Further, the costs of this option are indicative only …

It is an indication. We know how good they are on the costings on dams. We know how good they are at the costings on roads. So on the basis of this, this costing could be out by a couple of hundred million dollars. It continues:

… based on general measures rather than any detailed scoping.

It is a very significant issue and we have got general measures rather than detailed scoping. Further, it says:

The analysis in this paper does not reflect the impact on the budget and forward estimates, as some of the costs of the base case will be subject to future budget decisions.

So there are other factors affecting the accuracy of this data but we do not know what they are. It goes on to say:

Finally, any efficiencies from coordination and streamlining of services, and delineation of roles of the public hospitals, following the acquisition have not been included in the analysis.
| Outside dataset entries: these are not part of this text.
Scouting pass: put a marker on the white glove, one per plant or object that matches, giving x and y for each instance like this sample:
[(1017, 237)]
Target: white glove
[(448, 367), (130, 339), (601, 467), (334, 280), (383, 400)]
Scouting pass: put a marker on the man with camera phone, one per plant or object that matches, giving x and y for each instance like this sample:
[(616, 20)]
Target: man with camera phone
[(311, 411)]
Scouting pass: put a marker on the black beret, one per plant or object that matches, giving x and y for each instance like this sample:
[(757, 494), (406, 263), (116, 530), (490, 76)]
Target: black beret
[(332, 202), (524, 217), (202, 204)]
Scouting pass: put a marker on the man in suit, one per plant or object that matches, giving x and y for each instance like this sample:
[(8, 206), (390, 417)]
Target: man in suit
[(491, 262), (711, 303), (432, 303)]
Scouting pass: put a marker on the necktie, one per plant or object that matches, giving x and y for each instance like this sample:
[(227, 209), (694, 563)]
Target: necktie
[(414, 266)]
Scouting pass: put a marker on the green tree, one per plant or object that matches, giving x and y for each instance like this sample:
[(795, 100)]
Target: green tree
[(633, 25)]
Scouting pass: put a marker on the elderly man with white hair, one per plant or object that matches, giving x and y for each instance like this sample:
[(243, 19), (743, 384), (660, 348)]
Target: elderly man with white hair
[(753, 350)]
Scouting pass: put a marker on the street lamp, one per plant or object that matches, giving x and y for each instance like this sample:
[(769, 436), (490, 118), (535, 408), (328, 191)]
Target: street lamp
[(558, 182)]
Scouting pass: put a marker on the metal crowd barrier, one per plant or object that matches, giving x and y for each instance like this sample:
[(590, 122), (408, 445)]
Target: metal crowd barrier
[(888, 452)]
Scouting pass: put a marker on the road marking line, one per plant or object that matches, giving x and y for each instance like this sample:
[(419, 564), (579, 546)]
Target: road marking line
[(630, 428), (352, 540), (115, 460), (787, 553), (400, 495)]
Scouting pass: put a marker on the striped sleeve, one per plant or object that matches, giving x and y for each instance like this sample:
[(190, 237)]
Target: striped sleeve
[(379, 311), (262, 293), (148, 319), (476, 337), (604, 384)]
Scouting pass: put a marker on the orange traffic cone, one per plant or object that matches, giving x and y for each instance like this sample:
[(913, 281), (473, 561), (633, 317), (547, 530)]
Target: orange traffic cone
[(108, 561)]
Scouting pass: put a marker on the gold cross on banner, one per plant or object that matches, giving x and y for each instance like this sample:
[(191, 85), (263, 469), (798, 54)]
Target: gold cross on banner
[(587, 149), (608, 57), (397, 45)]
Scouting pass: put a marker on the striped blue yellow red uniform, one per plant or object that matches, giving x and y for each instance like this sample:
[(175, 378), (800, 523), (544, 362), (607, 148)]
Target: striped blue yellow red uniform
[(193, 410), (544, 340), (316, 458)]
Why have they not been included in the analysis? Because the government cannot make it work.

Ms Gallagher: Because they’re not part of the question.

MR SMYTH: The Treasurer says they are not part of the question, yet when we started this debate the whole question was the one governance model: “Bring it all in together, we can make it work better.” Because they have all been challenged and subsequently fallen over when groups like the AMA, the GPs, salaried medical officers and other groups question what is going on, we finally end up with the accounting treatment. Who is arguing here today for the purchase? I am not sure whether it is the health minister who is arguing for it in this case or whether it is the Treasurer. But it is certainly a Treasury argument. And what we do not get are clear answers from this minister.